Él se sienta, dejando caer la parte trasera de su cuerpo abruptamente. —Sí lo soy —dice en tono más bajo, convenciéndose. Como es perezoso y no quiere levantar los hombros, en un gesto similar levanta las cejas y mueve los bigotes.

—Ya sabes quién no, para de decírmelo.
—Eres un mimado —por fin el otro se deja caer, acomodando su cuerpo después de no conseguir el efecto deseado. —¿Qué lograste? —insiste ella con los ojos bañados en diversión astuta.

Él no habla, como única respuesta la mira. Tiene ojos de canica (como suele ir diciendo el más molesto); son azules, cristalinos y trascendentes. Ella cierra la boca en rendición, se empuja contra su hermano. Quien no protesta mucho, a pesar de ser propenso a las quejas, a estar lleno de migajas y a dormir durante horas.

Por eso quiere entrar a la habitación con la puerta cerrada, cualquiera que conozca los beneficios de dormir sabe que el piso es el lugar menos apto para hacerlo. Nada como el colchón esponjoso de los dueños de la casa. Y además dentro huele a humano, el olor conocido de un ser vivo distinto a ellos.

—Quiero entrar —obtiene un par de ojos acusadores.
—Eres tú quien se autoproclama Dios, abre la puerta.
Él se endereza, apartándola en el camino. —Que sea Dios no quiere decir que en realidad sepa cómo serlo.

El callado lo mira con desdén. —En conclusión, sí eres un imbécil.

Le muestra los colmillos, gruñéndole por ser retado, él es el fuerte y el otro el débil. Escuálido, pálido, pequeño. Desde su humilde opinión, podría vencerlo con sólo tocarlo, el otro es dado a rehuirle al contacto. Se cierne en toda su altura, toda su grosura. Es ancho, grande y sabe inflar el pecho. El pequeño vuelve a bufar, espantado.

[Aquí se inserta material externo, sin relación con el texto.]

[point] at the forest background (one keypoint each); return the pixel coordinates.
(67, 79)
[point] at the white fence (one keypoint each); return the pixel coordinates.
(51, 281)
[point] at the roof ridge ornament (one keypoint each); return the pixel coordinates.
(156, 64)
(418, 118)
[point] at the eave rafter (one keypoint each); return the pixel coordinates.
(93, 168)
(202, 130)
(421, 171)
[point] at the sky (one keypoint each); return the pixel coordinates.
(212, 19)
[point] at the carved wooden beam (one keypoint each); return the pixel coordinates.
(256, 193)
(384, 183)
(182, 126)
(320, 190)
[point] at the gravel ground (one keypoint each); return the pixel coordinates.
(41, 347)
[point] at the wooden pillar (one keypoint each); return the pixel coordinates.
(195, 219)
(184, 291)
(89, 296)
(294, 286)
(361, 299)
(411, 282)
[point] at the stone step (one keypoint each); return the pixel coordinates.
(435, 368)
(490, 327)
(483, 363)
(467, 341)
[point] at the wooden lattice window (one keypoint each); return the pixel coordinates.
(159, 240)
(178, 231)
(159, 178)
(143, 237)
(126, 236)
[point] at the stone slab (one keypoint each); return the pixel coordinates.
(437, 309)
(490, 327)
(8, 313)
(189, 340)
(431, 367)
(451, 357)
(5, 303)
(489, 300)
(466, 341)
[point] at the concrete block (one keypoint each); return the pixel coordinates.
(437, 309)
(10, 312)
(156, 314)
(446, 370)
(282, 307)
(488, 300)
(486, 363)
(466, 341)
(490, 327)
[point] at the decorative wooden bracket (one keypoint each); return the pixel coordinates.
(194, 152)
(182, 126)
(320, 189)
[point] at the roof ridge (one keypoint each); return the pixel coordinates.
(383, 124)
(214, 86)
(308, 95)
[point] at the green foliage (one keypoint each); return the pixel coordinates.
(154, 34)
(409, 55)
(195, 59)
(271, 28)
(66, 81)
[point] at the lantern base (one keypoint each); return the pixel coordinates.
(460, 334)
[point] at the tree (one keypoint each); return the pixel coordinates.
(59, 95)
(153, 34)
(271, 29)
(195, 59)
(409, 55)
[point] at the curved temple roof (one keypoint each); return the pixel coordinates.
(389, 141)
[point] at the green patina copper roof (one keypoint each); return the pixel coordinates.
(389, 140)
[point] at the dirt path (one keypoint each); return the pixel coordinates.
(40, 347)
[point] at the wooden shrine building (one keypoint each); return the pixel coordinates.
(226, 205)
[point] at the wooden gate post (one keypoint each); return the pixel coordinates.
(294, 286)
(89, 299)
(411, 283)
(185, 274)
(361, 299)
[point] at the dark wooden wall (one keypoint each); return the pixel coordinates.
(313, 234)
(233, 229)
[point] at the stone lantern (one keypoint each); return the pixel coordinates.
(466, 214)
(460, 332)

Desde la habitación de la luz los pasos fuertes apenas le hacen mella en la consciencia, arraigado a su orgullo necio. A su fortaleza demostrable. Da dos pasos, frunce el ceño. Un gruñido más.

La puerta se abre con ese sonido de succión, como si la humedad del día lluvioso la hubiese hinchado y no encajase del todo bien en el marco. Quién ya saben se aparece. La más ágil se cuela entre las piernas de la persona, adueñándose de la manta sobre la cama. El que no habla mucho aparta los ojos de quien se cree Dios y se acomoda en la esquina más escondida del colchón.

—No seas grosero —opina ya saben quién, toma entre sus brazos a la pesada bola de pelos y le llena los mofletes de besos. —¿Eres todopoderoso?

Él la mira con sus ojos aceituna llenos de brillo. Sí, cómo no va a ser todopoderoso. Se lo dice la persona de la casa, la persona que lo colma de amor y le cuenta su historia, la cual no se atreve a poner en duda. A pesar de poder ser inventada. Pero ellos son sólo gatos, no pueden abrir puertas pero sí pueden escuchar las palabras de los humanos a cargo. Incluso las más inverosímiles.

Las puertas cerradas son su dilema más grande.

El ego inflado es sólo daño colateral de los mimos en exceso y las conversaciones ficticias de ya saben quién.